Composite keys in Joiner

I am often joining tables based on composite keys. At the moment, I do this by using Column Combiner + RowID for the left table, and Column Combiner for the right table. One problem with this approach is that if the column orders are different between the tables, the composite key will be different. It’s something that can be checked, or resorted prior to creating the composite key, but that leads to more of what might be considered another problem: this can become a bit tedious. Would it be possible for the joiner to allow you to choose which of the common columns between the two tables should be used to build this composite key? Or maybe there is an easier approach?

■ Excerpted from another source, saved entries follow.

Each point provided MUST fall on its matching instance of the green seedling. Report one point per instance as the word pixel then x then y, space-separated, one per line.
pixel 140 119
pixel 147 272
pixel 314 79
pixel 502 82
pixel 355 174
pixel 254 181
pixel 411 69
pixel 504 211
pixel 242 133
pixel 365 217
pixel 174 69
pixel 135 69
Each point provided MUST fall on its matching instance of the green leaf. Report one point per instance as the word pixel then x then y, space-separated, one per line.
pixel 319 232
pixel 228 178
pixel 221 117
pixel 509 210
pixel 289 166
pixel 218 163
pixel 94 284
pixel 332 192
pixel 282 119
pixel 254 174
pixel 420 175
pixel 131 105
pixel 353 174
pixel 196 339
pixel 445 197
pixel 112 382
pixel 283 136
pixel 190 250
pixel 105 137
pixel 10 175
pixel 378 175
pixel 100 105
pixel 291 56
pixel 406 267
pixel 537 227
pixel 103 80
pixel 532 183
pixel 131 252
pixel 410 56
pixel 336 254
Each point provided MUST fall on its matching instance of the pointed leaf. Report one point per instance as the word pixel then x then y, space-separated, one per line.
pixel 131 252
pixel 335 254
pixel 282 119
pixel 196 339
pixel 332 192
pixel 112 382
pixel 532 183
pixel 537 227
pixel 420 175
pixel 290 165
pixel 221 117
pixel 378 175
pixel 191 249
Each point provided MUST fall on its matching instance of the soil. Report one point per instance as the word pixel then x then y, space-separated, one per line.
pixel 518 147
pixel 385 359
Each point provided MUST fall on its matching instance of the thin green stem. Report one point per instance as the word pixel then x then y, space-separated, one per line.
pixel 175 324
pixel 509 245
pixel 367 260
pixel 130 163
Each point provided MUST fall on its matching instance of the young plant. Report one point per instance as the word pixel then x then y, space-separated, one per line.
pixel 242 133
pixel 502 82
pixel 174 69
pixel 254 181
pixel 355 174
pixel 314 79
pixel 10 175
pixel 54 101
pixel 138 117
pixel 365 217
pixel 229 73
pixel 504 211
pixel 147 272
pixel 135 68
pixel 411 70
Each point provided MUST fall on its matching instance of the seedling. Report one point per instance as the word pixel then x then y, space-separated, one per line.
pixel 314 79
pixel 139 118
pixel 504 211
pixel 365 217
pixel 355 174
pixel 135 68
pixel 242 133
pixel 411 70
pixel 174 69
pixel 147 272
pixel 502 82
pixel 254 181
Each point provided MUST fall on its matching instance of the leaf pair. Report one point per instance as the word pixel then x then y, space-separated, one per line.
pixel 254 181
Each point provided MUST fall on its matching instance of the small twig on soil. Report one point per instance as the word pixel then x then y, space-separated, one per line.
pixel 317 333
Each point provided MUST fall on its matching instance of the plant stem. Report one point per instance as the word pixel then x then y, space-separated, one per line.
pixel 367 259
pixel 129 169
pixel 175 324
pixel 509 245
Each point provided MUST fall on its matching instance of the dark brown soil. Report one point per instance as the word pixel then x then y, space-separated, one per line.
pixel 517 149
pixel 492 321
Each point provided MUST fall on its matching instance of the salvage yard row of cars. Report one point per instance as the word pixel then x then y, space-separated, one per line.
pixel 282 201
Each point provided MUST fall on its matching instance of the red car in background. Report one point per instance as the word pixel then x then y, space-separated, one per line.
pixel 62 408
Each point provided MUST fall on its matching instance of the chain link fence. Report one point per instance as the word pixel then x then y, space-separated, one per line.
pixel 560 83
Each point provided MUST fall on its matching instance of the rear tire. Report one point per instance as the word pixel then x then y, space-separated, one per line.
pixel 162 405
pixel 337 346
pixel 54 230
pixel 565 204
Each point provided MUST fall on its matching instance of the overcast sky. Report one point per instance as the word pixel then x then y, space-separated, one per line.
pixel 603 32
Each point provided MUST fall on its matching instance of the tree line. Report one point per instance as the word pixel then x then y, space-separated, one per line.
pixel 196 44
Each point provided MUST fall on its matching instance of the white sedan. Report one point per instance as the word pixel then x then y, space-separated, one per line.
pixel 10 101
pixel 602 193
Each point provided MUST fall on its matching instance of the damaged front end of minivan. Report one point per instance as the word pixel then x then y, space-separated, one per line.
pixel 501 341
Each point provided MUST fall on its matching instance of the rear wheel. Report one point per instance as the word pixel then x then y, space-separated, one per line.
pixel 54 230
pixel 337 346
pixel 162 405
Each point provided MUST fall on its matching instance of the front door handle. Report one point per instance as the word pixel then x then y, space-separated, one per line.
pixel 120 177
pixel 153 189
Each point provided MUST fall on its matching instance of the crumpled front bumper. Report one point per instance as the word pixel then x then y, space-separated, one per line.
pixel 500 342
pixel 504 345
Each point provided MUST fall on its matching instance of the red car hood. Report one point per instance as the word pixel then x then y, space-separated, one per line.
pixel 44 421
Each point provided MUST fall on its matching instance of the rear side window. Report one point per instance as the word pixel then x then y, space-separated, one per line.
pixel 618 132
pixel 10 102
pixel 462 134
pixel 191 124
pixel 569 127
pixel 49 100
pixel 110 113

Thanks in advance for your help,

Andrew

Hi Andrew,

Are you doing a many-to-many join?

Best regards,

Jay

Hi Jay,

I’m typically doing a one-to-many join. The left table has my values, which are unique for the key combination.

Hi,

Interesting issue, perhaps the column combiner node could combine the fields in thd order in which they are added and not hte original table column order? In the interim there is a coumn reordering node.

Hope that helps.

Jay

Hi Jay,

As far as I can tell, the column order in the combiner is set by the original column order and there is no way to alter it. I am doing as you suggest with the reordering node. Having the Joiner able handle composite keys would be a nice feature for a future release of KNIME, I’m sure I’m not the only one doing this sort of thing.

Thanks,

Andrew

Hi Andrew,

I agree with you that the functionality would clean things up a bit ,making them easier. I myself am another Knime user so I’m not actually with Knime. Thankfully things like this can be accomplished with other compoents which exist. The Knime team has created a great peice of open source software.

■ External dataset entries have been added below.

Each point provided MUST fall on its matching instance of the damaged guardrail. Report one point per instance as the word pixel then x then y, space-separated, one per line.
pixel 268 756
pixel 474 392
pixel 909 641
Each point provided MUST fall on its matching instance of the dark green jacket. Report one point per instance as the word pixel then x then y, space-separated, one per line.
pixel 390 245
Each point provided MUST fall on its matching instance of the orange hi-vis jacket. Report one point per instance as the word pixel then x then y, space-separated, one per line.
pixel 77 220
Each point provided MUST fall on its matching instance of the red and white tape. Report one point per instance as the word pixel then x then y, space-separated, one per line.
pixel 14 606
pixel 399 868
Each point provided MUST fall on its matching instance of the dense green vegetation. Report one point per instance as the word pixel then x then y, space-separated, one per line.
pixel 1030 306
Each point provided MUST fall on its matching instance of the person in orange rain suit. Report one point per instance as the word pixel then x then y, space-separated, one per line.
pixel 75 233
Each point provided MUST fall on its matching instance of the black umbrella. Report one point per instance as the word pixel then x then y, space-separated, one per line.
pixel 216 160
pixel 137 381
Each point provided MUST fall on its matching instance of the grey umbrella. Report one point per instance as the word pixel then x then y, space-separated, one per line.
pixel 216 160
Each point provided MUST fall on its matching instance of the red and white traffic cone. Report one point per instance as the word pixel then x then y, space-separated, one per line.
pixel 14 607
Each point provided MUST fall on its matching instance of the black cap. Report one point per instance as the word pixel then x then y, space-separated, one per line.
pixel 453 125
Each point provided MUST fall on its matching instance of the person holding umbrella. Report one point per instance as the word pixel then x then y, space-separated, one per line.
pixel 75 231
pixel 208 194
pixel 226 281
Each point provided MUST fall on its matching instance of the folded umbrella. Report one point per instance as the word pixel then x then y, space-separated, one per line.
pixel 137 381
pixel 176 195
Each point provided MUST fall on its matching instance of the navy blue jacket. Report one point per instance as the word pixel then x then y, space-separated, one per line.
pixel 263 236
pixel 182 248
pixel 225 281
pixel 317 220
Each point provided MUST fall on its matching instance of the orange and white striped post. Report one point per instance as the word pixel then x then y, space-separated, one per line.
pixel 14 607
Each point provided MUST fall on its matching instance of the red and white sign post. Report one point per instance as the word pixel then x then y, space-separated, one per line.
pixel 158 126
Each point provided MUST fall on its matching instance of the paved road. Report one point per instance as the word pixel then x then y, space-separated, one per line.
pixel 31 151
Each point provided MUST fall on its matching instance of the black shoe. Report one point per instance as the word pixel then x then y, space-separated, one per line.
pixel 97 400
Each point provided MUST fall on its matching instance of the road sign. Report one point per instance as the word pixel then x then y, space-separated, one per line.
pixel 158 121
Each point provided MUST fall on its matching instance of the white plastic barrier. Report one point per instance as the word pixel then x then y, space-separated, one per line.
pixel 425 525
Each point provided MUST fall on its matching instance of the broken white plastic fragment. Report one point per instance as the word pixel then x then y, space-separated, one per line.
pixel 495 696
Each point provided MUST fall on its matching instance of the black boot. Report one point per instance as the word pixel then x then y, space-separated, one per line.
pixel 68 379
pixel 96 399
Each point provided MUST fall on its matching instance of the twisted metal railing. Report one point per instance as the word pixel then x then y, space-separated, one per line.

I was attracted to Knime for it’s ability to handle larger datasets but I see there is a trend of making use of knime for the nice workflow gui interface as well. There was a presentation at the recent UseR! conference and I’ve seen a few papers as well.

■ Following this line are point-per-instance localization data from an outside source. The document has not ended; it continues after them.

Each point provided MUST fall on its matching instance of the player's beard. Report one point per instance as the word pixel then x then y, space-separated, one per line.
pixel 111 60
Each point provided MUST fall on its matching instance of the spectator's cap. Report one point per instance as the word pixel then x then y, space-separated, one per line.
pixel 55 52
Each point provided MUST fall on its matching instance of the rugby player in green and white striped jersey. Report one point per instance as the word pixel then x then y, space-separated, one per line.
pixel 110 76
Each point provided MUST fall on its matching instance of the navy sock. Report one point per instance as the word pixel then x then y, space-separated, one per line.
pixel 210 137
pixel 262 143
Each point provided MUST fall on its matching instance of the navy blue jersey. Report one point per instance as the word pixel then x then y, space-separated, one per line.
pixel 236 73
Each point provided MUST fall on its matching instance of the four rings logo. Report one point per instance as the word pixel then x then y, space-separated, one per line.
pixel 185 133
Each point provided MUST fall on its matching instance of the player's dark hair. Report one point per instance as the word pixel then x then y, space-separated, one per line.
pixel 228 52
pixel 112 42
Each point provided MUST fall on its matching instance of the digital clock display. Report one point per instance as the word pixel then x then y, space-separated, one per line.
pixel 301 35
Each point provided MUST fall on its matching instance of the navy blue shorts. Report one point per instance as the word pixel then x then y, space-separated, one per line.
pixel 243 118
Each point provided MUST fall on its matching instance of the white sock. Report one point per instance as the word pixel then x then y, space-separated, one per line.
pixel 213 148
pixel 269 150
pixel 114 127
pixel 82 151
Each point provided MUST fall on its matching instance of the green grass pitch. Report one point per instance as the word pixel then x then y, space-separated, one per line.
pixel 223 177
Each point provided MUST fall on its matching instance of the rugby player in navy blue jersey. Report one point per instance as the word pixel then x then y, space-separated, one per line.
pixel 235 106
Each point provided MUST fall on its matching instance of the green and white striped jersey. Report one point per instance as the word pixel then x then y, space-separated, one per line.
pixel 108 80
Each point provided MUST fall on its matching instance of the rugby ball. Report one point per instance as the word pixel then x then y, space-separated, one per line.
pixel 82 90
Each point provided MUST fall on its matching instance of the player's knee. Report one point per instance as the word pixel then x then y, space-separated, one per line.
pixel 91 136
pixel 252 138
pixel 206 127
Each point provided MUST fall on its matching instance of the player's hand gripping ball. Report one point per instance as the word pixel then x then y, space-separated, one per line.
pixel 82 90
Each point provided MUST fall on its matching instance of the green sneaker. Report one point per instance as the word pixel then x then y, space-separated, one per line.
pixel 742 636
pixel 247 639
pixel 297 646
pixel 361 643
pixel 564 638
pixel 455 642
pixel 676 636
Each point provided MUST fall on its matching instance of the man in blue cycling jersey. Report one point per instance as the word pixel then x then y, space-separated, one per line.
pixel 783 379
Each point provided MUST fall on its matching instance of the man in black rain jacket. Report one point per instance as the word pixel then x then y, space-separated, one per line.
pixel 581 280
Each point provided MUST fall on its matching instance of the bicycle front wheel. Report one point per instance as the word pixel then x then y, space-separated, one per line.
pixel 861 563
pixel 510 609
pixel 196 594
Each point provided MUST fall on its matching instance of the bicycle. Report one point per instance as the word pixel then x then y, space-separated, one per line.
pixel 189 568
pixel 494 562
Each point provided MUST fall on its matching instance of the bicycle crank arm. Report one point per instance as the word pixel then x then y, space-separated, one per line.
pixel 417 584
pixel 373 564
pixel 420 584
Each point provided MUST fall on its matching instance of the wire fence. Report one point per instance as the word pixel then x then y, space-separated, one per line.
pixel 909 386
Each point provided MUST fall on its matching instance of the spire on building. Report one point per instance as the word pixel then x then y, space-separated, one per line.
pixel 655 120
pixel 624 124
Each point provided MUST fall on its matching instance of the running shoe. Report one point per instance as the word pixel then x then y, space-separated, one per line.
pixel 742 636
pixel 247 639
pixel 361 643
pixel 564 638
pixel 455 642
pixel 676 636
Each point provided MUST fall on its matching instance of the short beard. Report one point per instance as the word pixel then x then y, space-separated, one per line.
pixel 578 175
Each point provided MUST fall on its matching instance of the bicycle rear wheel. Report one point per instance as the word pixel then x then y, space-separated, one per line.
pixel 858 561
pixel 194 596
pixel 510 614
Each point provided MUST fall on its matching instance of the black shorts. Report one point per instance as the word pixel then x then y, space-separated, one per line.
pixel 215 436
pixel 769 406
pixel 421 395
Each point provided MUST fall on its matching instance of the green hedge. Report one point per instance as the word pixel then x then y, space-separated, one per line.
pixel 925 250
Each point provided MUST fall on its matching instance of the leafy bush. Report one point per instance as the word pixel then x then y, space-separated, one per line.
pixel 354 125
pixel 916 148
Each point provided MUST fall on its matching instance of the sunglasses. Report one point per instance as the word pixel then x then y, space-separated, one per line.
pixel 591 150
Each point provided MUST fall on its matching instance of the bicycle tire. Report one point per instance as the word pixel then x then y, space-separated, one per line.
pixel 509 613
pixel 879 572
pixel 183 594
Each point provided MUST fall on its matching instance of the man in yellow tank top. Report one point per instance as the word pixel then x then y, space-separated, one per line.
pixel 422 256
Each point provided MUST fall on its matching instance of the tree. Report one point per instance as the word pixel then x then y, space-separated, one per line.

If I can ask what type of work are you doing with Knime? I work in financial services as an analyst dealing with sales/marketing/product work.

Best regards,

Jay

Hi Andrew,

I have had a similar problem.
I built an empty table with just the column names in it and I do a “Concatenate” with this empty table. This preserves the order of the columns as they are in the empty table. The empty table has to be on the top input to set the column order.
Does this help?

– Rosaria

Hi Jay,

Sorry for the incredibly long delay in replying. I went on summer vacation soon after that last msg and have only recently gotten back into the KNIME side of things. I work for a company that does genome-wide, cell-based assays. While I can code a lot of the things KNIME does in scripts, we’re looking for ways to make our scientists more independent in how they handle data. KNIME seems to have the right tradeoff between user-friendliness and power to make this possible.

Best regards,

Andrew

Thanks, Rosaria, I will give this a try.